Years ago, I said to some less technical members of my family (somewhat infamously) that computer user interfaces are intuitive. It was part of a larger discussion around the difficulties of accomplishing even everyday activities such as shopping online. I knew 'intuitive' wasn't quite the right adjective, but I genuinely couldn't understand the difficultly participants in the discussion had doing common things like sending email.
While reading the book, I came to a new understanding of their frustrations. There's a language of computer UI. It is a language of standard metaphors, expectations, patterns, and interactions. It's a language I understand fluently after years heavy computer use. So much of it is arbitrary and requires pure memorization, though, that people who spend little time on computers only manage to learn a fraction of it.
I've visited new sites with less technical acquaintances, having the intention of accomplishing some task. Over and over I find that I know exactly what action to perform almost immediately while, at the same time, the person with less experience searches for a painfully long time to discover the correct user interface element to manipulate. I need less affordances to discover functionality.
Of course, there are also situations where I'm the annoyed user. As someone continually frustrated by faucets, it's refreshing to hear both other people's frustrations with everyday objects and Don's mantra "It's not your fault." He goes into many examples and my own bathroom faucets fit right in. The faucets are not labeled in any way to differentiate hot from cold.
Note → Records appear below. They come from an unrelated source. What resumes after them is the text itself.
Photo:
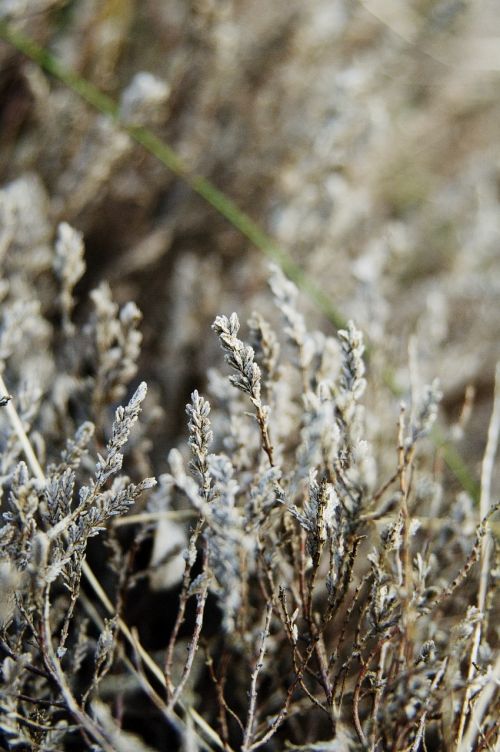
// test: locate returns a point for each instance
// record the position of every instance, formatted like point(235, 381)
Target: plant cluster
point(317, 604)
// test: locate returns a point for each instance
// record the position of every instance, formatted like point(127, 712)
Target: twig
point(485, 552)
point(249, 726)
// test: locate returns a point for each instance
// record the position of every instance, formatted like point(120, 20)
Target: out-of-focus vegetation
point(363, 138)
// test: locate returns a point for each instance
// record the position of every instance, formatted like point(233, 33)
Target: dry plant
point(315, 605)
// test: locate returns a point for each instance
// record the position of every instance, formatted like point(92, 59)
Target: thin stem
point(249, 727)
point(485, 551)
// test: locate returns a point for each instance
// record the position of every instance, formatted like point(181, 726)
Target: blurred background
point(362, 135)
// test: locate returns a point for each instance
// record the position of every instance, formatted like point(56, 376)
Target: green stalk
point(224, 205)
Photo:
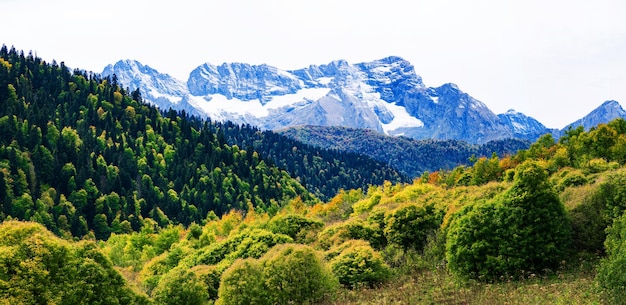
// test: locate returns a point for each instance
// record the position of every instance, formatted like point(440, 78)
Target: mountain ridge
point(385, 95)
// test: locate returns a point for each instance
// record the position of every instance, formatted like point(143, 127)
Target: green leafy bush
point(298, 227)
point(287, 274)
point(296, 274)
point(351, 229)
point(612, 270)
point(409, 225)
point(37, 267)
point(181, 286)
point(248, 243)
point(242, 284)
point(525, 229)
point(359, 265)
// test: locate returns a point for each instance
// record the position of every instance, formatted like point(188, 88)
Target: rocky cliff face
point(385, 95)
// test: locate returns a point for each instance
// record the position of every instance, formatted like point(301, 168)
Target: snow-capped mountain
point(607, 112)
point(523, 126)
point(385, 95)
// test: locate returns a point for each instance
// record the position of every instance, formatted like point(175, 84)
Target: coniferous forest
point(107, 200)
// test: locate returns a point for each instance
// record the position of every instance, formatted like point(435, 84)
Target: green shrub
point(180, 286)
point(360, 265)
point(571, 178)
point(242, 284)
point(589, 223)
point(523, 230)
point(409, 225)
point(248, 243)
point(298, 227)
point(351, 229)
point(287, 274)
point(37, 267)
point(295, 274)
point(611, 274)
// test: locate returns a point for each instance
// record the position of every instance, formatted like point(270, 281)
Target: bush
point(242, 284)
point(611, 274)
point(37, 267)
point(523, 230)
point(351, 229)
point(288, 274)
point(409, 226)
point(248, 243)
point(180, 286)
point(360, 265)
point(295, 226)
point(295, 274)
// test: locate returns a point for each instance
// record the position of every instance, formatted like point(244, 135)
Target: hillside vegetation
point(158, 209)
point(409, 156)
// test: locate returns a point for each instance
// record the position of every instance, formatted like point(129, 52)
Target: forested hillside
point(409, 156)
point(105, 200)
point(323, 171)
point(79, 154)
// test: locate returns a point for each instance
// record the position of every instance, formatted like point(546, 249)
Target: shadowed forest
point(107, 200)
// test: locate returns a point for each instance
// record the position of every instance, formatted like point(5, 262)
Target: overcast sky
point(553, 60)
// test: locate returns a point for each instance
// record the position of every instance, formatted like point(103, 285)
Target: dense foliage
point(409, 156)
point(79, 154)
point(523, 230)
point(36, 267)
point(288, 274)
point(183, 217)
point(323, 171)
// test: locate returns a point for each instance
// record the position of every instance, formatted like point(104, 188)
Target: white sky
point(554, 60)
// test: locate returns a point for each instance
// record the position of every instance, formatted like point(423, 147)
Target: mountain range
point(385, 95)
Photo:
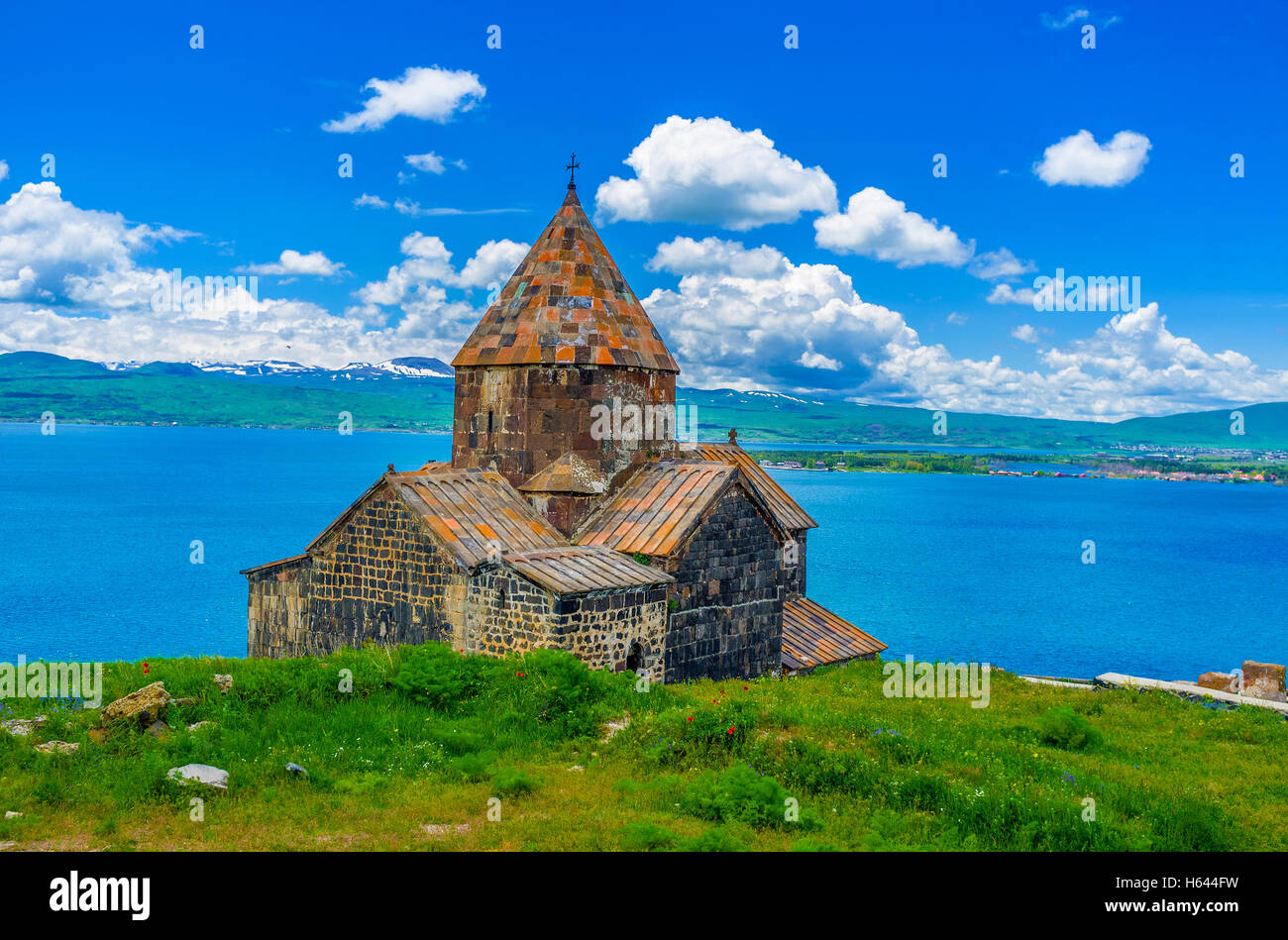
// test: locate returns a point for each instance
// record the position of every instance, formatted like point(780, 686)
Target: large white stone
point(200, 773)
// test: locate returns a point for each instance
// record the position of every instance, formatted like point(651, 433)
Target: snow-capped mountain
point(404, 367)
point(257, 367)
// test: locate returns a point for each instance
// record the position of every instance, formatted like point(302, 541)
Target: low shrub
point(737, 794)
point(1064, 728)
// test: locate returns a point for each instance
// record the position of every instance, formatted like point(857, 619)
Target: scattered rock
point(1222, 681)
point(443, 828)
point(614, 726)
point(200, 773)
point(22, 726)
point(1263, 681)
point(143, 706)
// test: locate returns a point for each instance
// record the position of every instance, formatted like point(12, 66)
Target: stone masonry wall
point(601, 627)
point(795, 574)
point(505, 612)
point(377, 578)
point(520, 419)
point(729, 592)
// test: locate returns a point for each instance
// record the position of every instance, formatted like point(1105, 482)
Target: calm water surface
point(97, 526)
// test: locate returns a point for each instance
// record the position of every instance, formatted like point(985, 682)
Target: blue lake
point(97, 527)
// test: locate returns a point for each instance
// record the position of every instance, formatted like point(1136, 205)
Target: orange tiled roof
point(578, 570)
point(472, 509)
point(656, 510)
point(786, 510)
point(570, 474)
point(814, 636)
point(567, 303)
point(465, 509)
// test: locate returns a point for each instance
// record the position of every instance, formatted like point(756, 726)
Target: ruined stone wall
point(278, 608)
point(729, 592)
point(795, 574)
point(601, 627)
point(378, 577)
point(505, 612)
point(520, 419)
point(566, 511)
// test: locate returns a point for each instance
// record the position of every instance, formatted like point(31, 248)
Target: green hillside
point(432, 750)
point(80, 391)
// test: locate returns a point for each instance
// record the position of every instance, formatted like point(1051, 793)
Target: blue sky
point(733, 222)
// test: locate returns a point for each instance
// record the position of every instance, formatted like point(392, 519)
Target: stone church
point(552, 527)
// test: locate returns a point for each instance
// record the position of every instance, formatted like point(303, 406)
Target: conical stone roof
point(567, 304)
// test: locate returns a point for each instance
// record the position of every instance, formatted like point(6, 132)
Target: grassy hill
point(84, 391)
point(174, 393)
point(428, 738)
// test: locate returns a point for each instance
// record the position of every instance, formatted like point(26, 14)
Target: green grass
point(703, 767)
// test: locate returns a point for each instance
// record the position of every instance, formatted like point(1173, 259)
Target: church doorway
point(635, 658)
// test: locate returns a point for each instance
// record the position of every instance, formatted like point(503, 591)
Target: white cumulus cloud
point(750, 318)
point(313, 264)
point(1078, 159)
point(704, 170)
point(428, 162)
point(432, 94)
point(877, 226)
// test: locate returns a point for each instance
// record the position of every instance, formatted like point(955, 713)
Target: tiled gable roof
point(567, 303)
point(657, 507)
point(786, 510)
point(471, 510)
point(814, 636)
point(580, 570)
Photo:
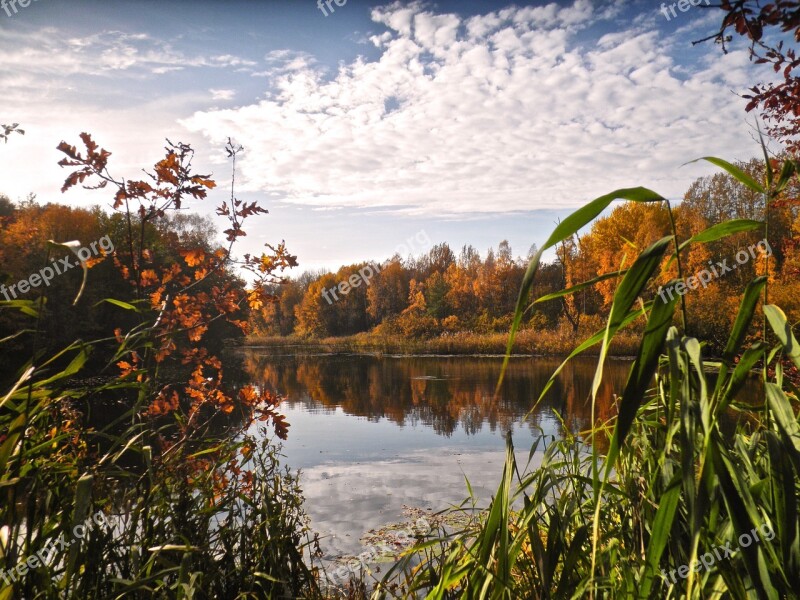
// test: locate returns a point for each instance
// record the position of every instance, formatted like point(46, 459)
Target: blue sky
point(473, 121)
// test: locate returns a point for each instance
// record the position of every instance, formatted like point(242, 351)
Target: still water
point(372, 435)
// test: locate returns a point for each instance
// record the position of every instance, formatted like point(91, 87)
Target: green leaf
point(119, 303)
point(630, 288)
point(734, 172)
point(578, 287)
point(659, 535)
point(722, 230)
point(782, 329)
point(644, 367)
point(569, 226)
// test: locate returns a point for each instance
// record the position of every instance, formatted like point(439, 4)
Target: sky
point(366, 124)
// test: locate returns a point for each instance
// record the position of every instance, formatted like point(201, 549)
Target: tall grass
point(643, 519)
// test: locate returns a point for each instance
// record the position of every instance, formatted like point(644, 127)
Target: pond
point(374, 435)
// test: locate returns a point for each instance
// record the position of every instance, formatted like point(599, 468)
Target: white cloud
point(498, 112)
point(222, 94)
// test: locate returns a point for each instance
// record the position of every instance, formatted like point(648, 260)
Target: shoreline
point(528, 344)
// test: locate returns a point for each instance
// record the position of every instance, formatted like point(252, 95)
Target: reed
point(638, 512)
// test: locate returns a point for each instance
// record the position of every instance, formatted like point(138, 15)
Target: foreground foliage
point(690, 470)
point(152, 445)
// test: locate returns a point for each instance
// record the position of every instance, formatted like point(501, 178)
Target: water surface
point(374, 434)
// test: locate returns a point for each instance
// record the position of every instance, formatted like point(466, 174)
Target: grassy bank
point(527, 342)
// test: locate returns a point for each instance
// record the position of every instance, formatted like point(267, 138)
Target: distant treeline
point(446, 292)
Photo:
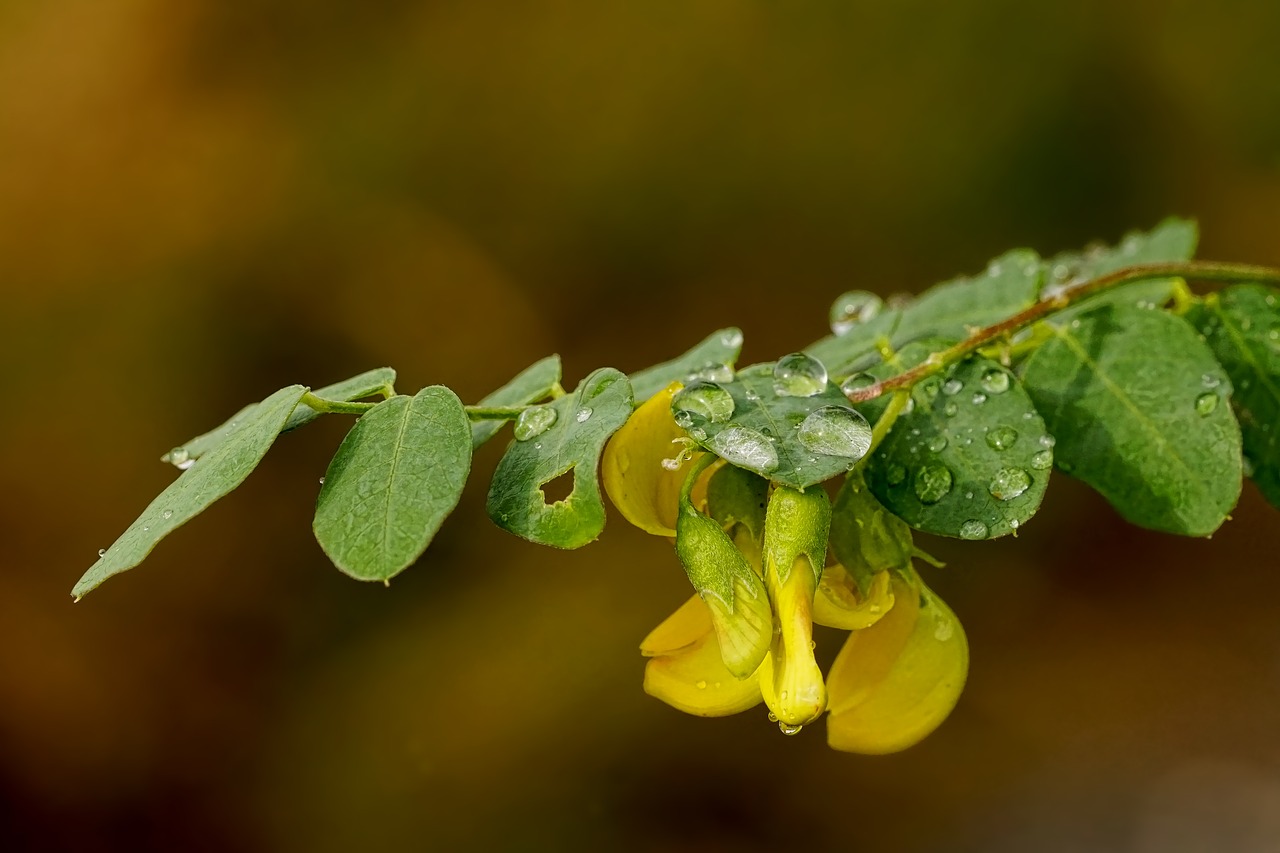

Though there is a convention for which is hot and which is cold, I still don't know it after three decades of using faucets. The hot water tap also takes a moment to warm up. This makes for a slow feedback cycle such that I'm forced to ask "Did I use the wrong tap or do I simply need to wait a moment?"
Reading through the book gave me a new perspective. The faucets in my bathroom are not well designed. An engineer or designer somewhere, years ago, didn't put sufficient thought or experimentation into the design of these faucets. It would take only some small clue - a bit of red and blue or the letters C and H - to eliminate a tiny, but daily, frustration. It's not my fault; my faucets are poorly designed.
I know it would be so easy to forget or dismiss this frustration when the time next comes to buy faucets. I love the line "We are surrounded with objects of desire, not objects of use." It's an important realization to take into decision making about buying some product. How will I use this object every day? Can I operate it without thought? Do the controls map naturally or do I need to memorize something arbitrary? I hope my new perspective lasts, and I remember to think harder about interaction in both my roles of engineer and consumer.